Well that is the whole point of CES Letter I suppose. This is a collection of evidence they have found that Mormonism isn’t true. They are willing to believe fringe quotes that they read on the internet that Joseph Smith used magical rocks to translate the gold plates are real legitimate quotes, but when it comes to spirituality, suddenly knowledge cannot cross over to the realm of invisible truth. I mean, why is a quote that RLDS members fabricated decades after Joseph Smith more reliable than something we read in the Book of Mormon? Also, has CES Letter really thought through the dilemma their belief in this quote poses: If Joseph Smith was witnessed using magic rocks, how did he produce the Book of Mormon with his head in a hat?
So there seems to be a bias about what CES Letter is willing to allow as evidence. When it comes to anything spiritual, it is immediately dismissed as superstition.
The difference between faith and superstition is very obvious. Superstition takes a visual phenomenon and gives a scientifically implausible spiritual explanation. Zeus throws lightning bolts to the ground when he gets angry. Faith is the other way around. It starts out with spiritual explanation and is confirmed with a physical phenomena. Abraham reasoned that his father’s idols were phony, and then he prayed for deliverence and God saved him in a wonderful physical miracle.

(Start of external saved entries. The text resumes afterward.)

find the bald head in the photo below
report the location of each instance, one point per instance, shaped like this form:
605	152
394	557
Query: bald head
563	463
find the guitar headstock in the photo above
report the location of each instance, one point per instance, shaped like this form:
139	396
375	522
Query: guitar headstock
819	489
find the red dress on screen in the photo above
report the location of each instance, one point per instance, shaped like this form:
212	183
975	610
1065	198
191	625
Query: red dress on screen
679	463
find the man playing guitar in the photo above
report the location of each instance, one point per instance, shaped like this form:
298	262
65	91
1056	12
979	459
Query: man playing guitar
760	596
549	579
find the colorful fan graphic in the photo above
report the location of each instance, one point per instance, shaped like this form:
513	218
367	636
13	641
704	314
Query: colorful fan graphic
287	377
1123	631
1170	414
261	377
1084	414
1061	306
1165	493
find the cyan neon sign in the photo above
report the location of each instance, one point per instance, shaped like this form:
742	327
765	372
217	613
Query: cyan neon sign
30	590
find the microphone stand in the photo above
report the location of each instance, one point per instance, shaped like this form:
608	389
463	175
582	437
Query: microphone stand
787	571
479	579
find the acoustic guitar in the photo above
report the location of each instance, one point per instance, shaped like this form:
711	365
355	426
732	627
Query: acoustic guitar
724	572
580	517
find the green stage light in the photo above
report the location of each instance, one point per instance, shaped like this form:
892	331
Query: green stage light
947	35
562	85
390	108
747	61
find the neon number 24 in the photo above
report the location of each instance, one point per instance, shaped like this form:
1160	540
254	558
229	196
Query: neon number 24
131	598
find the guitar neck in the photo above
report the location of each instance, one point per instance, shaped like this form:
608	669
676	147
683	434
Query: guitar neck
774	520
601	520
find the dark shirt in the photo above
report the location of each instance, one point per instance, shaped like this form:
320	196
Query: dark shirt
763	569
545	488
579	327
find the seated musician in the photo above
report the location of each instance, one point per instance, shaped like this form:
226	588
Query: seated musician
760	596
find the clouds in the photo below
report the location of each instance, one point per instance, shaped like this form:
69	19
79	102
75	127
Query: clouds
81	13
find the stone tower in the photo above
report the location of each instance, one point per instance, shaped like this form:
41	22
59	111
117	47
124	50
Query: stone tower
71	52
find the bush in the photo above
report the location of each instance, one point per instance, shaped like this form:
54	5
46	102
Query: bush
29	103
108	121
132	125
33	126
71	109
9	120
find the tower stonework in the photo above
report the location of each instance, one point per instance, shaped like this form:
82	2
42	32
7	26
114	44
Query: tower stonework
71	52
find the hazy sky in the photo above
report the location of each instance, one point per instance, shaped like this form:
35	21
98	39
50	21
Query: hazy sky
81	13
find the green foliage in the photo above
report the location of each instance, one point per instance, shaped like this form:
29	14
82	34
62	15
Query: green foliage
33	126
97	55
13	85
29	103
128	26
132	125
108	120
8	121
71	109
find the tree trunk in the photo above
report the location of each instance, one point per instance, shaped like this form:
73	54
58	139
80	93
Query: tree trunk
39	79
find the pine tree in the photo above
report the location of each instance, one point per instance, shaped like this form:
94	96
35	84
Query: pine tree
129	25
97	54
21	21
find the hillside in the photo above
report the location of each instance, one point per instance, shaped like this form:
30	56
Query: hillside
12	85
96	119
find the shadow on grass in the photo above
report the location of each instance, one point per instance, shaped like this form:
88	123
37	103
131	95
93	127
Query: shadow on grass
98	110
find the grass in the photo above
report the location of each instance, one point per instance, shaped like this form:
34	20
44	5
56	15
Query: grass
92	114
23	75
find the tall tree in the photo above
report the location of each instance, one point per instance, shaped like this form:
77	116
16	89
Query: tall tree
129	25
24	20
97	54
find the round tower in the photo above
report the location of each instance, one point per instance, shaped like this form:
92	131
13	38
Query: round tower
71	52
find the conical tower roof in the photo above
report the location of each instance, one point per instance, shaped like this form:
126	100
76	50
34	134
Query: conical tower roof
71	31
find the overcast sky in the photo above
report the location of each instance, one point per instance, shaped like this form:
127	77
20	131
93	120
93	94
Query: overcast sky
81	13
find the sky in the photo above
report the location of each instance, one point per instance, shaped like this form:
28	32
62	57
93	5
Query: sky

This argument against people bearing testimony makes it sound testimony is based on other people’s testimonies, like some kind of urban legend that spreads among the gullible. A testimony is a spark that helps people plant the seed of faith, yes, but a testimony does not last long unless it comes from their personal relationship with God, as any missionary will tell you. It is a person performing a shadow play on a cave wall to convince the audience to look into the issue themselves.
What does CES Letter want as a method for discovering truth? Well, just look at how they present the “facts.” DNA analysis shows Native Americans originated from Asia rather than Israel–no explanation. Just accept it. Elephants and goats did not exist in Book of Mormon times–no explanation. Just accept it. They appeal to truths they think are self-evidence or the ‘scientific community consensus’ rather than explaining anything or providing evidence. This tells me that they want a prayer book, a script, a school textbook of beliefs to believe and behaviors to foolow instead of discovering and reasoning through truth for themselves. Maybe all American DNA did come from Asia and maybe elephants didn’t exist in America, but you can’t say you “know” these things until you have enveloped yourself in the evidence and you can stand in front of a crowd and “bear testimony” about it.
Of course, discounting the Book of Mormon based on one or two cherry-picked “anachronisms” isn’t real science. The scientific thing to do would be to find an object in ancient America that the Book of Mormon claims was never there and then prove that it was in fact there. That would be a solid argument. Actual science should be investigated and celebrated by Mormons and non-Mormons alike, instead of just generalizing from cherry-picked data–because the scientific method of developing a hypothesis is almost exactly the same as the Alma 32 method for gaining spiritual knowledge.
The narrative that knowledge is gained by copying what you read in a textbook does not advance a person toward godhood. That line of thinking points toward the Plan of Satan, where everything is spelled out for us to follow and salvation is universal. This argument boosts the narrative that we should follow Satan’s plan. In God’s plan, we gain power through faith and gain knowledge of the vast universe of invisible truth–not just the truth of the church or that Joseph Smith was a prophet, but of anything that is invisible but useful for our progression.